A total of 34 buildings, 16 of them condominiums, have been accredited in the last two years. Another 27 will be receiving awards in the first half of this year, including — for the first time — a landed residential property.
But even as homeowners catch on to the idea that they can go green at home, the people they hire to build their homes often resist this. Most contractors still prefer to go with conventional designs and offer cheaper, less efficient appliances.
Mr Bobby Han, 41, who decided to integrate a rainwater-harvesting system into his semi-detached home — which employs energy efficient and LED lights, as well as windows, glass roof tiles and light-reflecting ducts to maximise natural light — found the first person he had to convince was his own contractor. The latter complained about his design and called the feature “troublesome”.
“We still have a long road ahead training contractors to understand the issues,” said the energy consultant, whose utilities bill for his seven-member family now averages $200 a month. Similar-sized families living in semi-detached houses often run up costs of more than $500 in utilities.
Knowledge gaps stand in the way of any great leap in the popularity of eco-design, said veteran architect Tay Kheng Soon.
“There are a host of new technologies available, but very few people know about them,” said Mr Tay, citing the harnessing of wind power in homes as one example. This has not taken off here, he said, because “capital cost is an issue where the state must step in”.
But most experts agree the main push has to come from the market itself.
“At the end of the day, developers are looking for buyers who are looking for green homes, but they are still not convinced there is strong demand. This will come perhaps in one or two years, when those who live in eco-friendly homes enjoy the benefits and send the message out,” said Prof Lee, who heads NUS’ Energy Sustainability Unit.
Only when the value of such energy-efficient homes outpaces other homes will “more people scramble for them”, he said.
He observed that, currently, not many projects are conducting enough tests and technical appraisals to ensure the design of an eco-home performs better than a typical home’s.
For example, a greater degree of care has to go into ensuring that building orientation, ventilation and lighting is of such high quality that residents can stay comfortable without turning on the fan or air-conditioner.

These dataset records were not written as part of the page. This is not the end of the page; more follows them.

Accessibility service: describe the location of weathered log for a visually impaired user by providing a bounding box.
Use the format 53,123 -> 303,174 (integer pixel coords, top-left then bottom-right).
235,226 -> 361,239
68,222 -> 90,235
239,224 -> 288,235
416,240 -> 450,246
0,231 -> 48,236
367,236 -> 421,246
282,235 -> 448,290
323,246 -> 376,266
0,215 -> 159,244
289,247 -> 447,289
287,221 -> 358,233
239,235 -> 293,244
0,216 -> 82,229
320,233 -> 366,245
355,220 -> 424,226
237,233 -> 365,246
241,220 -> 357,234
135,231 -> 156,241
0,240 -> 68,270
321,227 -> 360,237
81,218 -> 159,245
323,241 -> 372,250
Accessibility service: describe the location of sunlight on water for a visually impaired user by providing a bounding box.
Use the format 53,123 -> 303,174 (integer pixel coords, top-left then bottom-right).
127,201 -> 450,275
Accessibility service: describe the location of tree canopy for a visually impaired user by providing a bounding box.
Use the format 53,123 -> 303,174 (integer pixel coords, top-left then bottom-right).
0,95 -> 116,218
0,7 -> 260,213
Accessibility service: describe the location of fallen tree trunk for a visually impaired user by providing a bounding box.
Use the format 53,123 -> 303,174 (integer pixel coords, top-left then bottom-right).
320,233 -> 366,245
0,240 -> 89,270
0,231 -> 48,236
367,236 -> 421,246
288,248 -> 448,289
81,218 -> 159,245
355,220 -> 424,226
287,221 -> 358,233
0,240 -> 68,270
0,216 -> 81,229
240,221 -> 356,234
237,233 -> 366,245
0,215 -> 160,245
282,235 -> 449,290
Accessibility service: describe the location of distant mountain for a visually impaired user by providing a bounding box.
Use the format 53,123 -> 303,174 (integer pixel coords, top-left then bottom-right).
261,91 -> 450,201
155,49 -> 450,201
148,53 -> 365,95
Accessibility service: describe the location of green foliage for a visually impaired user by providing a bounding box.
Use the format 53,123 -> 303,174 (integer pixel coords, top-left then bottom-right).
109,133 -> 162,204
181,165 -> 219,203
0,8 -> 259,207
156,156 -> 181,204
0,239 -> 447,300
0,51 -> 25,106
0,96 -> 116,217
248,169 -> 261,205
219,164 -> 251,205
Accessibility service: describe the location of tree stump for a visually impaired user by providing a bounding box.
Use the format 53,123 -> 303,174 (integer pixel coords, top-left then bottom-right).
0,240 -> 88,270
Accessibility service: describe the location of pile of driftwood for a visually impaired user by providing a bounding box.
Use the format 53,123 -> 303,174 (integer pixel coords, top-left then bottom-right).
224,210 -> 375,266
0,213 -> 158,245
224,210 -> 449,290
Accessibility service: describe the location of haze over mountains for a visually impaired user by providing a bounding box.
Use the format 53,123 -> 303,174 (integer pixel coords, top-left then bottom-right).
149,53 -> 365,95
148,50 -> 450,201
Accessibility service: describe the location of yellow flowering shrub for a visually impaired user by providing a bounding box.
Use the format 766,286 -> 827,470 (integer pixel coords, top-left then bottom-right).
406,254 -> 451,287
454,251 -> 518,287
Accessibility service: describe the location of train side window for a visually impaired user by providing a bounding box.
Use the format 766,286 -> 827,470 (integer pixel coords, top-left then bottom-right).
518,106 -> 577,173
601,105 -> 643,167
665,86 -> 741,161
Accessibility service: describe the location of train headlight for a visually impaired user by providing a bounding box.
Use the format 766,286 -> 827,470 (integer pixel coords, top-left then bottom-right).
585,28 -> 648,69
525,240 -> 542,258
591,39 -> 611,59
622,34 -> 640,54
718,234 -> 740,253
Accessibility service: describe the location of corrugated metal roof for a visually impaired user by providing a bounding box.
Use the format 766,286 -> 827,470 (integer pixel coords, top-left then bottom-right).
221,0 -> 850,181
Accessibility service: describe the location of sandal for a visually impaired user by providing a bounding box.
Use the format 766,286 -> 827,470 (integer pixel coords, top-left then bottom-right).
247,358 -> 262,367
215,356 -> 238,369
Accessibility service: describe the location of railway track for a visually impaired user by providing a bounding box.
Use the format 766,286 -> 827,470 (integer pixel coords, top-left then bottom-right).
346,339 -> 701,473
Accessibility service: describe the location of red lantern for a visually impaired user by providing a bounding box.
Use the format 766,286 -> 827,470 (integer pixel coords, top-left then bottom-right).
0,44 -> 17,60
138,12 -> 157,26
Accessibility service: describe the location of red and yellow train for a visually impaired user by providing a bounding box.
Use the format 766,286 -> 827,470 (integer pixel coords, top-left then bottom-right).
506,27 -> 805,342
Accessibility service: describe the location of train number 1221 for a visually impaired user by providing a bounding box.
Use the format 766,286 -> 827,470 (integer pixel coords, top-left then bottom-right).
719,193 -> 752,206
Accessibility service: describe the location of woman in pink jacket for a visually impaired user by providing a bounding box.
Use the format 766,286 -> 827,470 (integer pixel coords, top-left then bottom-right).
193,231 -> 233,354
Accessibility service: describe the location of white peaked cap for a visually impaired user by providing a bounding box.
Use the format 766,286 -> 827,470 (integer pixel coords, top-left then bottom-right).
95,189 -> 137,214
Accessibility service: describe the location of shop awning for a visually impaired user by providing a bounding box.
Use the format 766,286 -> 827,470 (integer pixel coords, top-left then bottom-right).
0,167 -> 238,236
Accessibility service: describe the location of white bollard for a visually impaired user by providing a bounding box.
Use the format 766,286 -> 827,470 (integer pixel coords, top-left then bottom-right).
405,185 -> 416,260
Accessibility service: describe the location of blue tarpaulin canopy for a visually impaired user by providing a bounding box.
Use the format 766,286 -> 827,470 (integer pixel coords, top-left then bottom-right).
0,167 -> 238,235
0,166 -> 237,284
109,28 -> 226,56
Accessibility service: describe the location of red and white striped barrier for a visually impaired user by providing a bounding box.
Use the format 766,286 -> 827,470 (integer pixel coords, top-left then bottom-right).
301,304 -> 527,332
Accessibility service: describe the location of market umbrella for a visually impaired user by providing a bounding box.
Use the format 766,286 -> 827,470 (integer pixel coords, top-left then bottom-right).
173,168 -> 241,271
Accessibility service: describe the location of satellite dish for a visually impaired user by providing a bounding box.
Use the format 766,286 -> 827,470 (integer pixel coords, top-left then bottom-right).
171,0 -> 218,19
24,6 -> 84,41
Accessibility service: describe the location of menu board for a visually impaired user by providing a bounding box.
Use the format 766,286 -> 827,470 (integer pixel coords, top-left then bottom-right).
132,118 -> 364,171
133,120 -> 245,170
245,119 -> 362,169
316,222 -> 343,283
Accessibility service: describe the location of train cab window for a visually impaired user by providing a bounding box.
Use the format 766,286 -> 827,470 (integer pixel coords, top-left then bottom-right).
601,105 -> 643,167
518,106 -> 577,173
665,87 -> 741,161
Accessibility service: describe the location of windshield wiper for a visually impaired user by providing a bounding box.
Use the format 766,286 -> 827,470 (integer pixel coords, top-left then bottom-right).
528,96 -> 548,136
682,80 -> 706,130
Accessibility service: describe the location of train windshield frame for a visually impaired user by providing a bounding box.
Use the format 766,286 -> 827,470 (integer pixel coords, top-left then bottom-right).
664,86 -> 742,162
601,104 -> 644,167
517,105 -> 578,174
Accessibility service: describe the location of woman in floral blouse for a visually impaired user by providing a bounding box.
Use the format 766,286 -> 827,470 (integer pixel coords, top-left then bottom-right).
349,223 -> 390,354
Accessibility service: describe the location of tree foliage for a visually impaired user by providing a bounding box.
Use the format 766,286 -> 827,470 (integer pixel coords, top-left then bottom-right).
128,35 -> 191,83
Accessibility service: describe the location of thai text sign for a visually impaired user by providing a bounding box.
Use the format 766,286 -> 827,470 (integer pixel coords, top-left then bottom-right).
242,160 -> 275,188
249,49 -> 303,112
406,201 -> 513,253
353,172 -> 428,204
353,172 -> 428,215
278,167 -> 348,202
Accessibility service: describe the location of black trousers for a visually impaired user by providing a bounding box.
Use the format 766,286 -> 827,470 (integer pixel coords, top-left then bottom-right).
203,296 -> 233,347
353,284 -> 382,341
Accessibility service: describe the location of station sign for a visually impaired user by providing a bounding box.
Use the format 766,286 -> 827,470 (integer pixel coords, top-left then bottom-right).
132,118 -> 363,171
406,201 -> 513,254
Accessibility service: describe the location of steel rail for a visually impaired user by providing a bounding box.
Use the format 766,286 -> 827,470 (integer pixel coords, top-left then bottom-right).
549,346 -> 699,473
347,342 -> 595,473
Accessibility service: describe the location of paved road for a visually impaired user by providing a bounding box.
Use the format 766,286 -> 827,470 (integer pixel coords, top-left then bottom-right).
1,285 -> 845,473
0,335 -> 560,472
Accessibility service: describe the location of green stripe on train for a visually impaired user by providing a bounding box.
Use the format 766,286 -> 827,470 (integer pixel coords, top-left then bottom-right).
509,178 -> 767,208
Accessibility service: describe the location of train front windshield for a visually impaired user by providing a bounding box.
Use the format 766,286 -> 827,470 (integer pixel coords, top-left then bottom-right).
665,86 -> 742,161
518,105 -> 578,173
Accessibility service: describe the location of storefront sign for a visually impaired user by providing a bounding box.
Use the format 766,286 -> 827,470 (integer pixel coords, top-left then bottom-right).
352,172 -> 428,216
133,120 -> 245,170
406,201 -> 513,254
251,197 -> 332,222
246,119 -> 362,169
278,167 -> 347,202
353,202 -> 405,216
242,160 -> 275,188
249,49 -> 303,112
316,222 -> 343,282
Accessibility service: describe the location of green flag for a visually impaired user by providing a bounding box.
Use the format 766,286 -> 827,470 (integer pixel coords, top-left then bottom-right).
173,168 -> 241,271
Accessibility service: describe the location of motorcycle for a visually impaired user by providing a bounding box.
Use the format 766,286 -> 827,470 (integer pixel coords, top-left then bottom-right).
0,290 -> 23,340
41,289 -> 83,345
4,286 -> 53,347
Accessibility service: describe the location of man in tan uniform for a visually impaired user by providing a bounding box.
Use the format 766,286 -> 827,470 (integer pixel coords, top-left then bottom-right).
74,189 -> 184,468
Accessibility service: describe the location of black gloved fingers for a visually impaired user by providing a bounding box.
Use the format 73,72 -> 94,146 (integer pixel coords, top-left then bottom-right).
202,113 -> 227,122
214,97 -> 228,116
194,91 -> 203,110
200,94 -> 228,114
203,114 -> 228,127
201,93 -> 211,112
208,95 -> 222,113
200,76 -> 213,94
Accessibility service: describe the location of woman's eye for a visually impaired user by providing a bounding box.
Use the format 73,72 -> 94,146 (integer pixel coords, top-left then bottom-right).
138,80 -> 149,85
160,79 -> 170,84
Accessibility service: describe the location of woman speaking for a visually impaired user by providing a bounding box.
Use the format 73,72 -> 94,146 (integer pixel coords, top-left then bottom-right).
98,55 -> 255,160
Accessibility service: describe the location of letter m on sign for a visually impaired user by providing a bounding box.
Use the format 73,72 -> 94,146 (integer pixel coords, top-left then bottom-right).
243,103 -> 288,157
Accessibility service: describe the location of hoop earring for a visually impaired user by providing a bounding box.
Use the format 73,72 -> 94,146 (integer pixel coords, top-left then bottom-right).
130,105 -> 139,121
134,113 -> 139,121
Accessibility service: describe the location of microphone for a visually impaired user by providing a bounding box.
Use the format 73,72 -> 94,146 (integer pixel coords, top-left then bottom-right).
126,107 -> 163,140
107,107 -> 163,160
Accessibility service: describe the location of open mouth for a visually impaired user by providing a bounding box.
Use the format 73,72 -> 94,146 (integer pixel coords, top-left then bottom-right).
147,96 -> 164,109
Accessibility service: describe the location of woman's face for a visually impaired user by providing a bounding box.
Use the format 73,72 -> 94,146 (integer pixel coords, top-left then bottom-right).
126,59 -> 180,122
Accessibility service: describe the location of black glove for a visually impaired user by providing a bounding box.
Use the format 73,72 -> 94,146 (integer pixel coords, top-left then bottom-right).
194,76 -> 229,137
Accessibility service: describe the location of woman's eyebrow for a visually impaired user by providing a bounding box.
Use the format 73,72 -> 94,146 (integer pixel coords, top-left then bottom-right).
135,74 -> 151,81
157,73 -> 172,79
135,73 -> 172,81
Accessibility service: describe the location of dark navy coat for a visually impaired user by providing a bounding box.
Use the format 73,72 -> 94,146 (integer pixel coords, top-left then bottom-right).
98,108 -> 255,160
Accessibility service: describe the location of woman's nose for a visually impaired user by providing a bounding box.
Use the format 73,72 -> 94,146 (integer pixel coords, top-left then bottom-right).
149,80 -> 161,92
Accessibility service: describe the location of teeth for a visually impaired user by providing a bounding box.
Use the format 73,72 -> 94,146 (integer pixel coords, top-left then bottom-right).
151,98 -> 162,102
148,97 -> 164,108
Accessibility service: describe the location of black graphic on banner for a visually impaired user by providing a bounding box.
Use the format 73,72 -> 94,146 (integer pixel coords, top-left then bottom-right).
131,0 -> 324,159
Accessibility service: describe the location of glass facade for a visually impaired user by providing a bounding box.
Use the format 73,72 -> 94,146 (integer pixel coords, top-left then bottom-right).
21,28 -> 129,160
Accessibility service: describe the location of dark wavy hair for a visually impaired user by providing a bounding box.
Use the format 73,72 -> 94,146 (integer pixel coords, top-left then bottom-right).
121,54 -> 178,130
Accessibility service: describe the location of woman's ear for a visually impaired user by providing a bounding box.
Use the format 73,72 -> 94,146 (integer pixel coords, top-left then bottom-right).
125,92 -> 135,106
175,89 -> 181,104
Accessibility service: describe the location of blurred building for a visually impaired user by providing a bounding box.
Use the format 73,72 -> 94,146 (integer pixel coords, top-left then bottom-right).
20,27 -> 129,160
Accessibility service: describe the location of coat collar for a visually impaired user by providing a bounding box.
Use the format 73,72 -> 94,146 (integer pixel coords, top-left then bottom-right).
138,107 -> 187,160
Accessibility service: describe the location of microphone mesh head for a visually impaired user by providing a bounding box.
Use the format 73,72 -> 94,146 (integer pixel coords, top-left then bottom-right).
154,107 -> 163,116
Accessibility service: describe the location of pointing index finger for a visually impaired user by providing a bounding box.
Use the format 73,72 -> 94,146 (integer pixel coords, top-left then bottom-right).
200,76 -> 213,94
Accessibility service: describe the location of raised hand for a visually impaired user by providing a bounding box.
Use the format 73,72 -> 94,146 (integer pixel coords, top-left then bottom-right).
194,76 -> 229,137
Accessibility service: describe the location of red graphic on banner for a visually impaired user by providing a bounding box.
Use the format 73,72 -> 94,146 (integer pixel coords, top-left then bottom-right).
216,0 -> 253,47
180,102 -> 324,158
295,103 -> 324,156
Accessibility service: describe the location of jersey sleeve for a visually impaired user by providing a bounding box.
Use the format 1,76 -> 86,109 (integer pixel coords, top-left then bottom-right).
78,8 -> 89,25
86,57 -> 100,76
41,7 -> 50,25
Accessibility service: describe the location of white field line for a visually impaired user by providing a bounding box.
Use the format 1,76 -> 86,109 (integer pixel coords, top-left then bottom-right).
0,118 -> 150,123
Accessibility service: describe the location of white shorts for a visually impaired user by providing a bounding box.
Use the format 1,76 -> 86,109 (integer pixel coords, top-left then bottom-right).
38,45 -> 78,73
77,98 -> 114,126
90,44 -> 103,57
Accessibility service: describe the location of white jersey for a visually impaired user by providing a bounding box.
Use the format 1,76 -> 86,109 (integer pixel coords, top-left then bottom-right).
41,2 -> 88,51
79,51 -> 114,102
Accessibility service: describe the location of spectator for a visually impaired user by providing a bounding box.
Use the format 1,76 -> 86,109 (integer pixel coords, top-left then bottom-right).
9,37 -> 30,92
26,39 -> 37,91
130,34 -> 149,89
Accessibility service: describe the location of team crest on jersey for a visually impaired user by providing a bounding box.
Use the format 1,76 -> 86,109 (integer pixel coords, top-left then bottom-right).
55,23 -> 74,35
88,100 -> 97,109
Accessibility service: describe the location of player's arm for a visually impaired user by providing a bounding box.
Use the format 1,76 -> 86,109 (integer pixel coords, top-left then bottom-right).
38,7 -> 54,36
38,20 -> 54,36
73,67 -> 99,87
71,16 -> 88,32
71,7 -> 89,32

The low cost of utilities serves as another market disincentive for energy-consciousness in homes. Said Dr Kishnani: “Many don’t pay attention to wastage because energy is relatively cheap. As a homeowner, I would alter my behaviour when it starts to hurt, such as if there is a higher tariff for excessive usage.”
In trying to speed up the process of “greening” more homes, it is difficult to shy away from asking for more Government intervention.
On Tuesday, Senior Parliamentary Secretary for the Ministry of Environment and Water Resources Amy Khor said the Government was considering including the optimal level of electricity that households should use in a national energy efficiency plan. But no deadline has been set.
“I am pretty sure eventually the answer will lie in a hybrid mechanism — part legislation, part energy-pricing and part awareness-building through instruments such as the Green Mark,” said Dr Kishnani.
Mr Tay said energy efficiency criteria must be toughened. “The total energy required per household should be declared. The Green Mark must become more stringent.”
There is also a need for strong legislative policies to bring down cost of going really green, say other industry players. A tax incentive for green credits is one option, said Mr Sim Boon Yang, co-founder of architect and design consultancy firm Eco-id.
“Green policies are still limited at this stage,” he said.